Brumbach, Hetty Jo and Robert Jarvenpa, Department of Anthropology, SUNY-Albany

The Gendered Nature of Living and Storage Space in the Canadian Subarctic

The social roles and cultural expectations of women and men in creating residential structures and their associated storage facilities and work stations are investigated. Ethnoarchaeological research among Subarctic Dene (Chipewyan), Cree and Metis communities employs a gender-conscious approach for understanding how feature size and alignment, general site organization, and intra- vs. inter-site uses of space are linked to complex decisions and actions made by both women and men. Moreover, gender patterning in the archaeological materials is linked to an array of economic, social and political factors reflecting late fur trade political economy of north-central Canada. Information for this analysis derives from ethnoarchaeological surveys conducted at a regional network of 44 late historic sites in northwestern Saskatchewan. Most of the sites represent multi-family seasonal encampments and trading outpost settlements occupied in the period between 1890 and 1950.  [Back]

Brumfiel, Elizabeth M., Department of Anthropology and Sociology, Albion College

Ground Rules and Wall Designs: Gender and the State at Teotihuacan

Some general rules are suggested for archaeological studies of gender.
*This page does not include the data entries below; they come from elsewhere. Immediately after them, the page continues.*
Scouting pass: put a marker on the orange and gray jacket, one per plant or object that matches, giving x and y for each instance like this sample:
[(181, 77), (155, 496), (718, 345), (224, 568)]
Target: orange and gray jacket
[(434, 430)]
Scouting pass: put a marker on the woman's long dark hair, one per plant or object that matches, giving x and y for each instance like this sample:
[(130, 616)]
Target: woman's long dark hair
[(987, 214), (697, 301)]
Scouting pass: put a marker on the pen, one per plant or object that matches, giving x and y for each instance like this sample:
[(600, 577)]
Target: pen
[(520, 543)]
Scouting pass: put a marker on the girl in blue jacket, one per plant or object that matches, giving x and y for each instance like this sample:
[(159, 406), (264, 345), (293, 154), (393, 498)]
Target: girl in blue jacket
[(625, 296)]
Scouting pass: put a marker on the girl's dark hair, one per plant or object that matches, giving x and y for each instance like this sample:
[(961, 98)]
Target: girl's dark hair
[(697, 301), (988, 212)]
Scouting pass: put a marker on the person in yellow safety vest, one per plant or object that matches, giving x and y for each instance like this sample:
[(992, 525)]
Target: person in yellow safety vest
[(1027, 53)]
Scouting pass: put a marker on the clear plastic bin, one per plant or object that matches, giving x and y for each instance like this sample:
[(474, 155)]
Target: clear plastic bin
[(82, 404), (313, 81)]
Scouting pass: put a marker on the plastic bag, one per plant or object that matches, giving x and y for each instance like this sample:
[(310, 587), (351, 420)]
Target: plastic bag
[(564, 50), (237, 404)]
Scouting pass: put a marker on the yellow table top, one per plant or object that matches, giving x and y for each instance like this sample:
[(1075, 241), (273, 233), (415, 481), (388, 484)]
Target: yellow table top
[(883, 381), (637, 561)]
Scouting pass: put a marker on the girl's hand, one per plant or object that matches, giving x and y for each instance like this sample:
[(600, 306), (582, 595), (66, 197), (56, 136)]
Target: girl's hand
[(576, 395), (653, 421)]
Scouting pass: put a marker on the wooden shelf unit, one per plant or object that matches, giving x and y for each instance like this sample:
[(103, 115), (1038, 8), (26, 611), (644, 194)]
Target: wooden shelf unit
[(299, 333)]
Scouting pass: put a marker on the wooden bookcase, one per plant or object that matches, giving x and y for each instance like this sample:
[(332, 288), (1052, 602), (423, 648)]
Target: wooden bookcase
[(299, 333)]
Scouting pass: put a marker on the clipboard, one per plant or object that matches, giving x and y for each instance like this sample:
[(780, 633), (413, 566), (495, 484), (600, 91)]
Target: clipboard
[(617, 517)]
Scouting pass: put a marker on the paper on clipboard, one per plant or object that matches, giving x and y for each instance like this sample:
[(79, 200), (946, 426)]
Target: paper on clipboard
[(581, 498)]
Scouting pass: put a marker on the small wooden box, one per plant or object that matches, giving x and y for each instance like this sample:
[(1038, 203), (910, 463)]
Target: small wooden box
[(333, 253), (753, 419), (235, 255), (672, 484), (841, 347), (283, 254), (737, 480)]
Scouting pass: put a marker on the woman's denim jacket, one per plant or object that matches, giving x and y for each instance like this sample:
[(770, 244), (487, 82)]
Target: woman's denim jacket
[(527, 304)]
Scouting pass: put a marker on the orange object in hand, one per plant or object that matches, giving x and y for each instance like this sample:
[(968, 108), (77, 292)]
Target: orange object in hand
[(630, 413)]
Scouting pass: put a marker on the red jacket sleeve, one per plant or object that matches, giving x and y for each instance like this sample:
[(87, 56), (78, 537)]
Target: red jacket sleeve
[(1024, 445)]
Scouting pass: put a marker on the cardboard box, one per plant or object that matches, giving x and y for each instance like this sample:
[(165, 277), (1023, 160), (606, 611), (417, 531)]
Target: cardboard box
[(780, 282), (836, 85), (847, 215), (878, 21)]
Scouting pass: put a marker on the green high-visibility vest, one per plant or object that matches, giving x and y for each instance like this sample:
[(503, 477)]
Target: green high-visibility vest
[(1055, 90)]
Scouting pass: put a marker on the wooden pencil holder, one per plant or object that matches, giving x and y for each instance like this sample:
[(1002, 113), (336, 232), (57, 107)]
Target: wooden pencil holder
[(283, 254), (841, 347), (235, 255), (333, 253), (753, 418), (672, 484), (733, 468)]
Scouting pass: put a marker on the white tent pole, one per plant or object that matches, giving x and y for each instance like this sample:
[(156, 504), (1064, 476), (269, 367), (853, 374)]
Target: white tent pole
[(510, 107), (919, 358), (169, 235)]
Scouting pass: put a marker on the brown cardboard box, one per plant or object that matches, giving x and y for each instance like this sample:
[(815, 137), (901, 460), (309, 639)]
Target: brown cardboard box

These include: defining significant research questions, using multiple lines of evidence and/or comparative data sets, and generalizing conclusions. These rules are then used to explore the character of gender ideology and state authority at Classic period Teotihucacan, Mexico. First, using comparative examples, I ask if gender ideology in states that rely upon the authority of corporate kinship groups differs from gender ideology in states that do not rely upon kinship authority. Second, I use several sources of evidence (ceramic figurines, painted murals, and burials) to characterize the gender ideology of the Teotihuacan state. Third, I draw conclusions about the character of state authority at Teotihuacan and suggest how these conclusions might be further tested. Finally, I comment upon the value of general models in the archaeology of gender, given Silverblatt's critique of the "gender and the state" literature.  [Back]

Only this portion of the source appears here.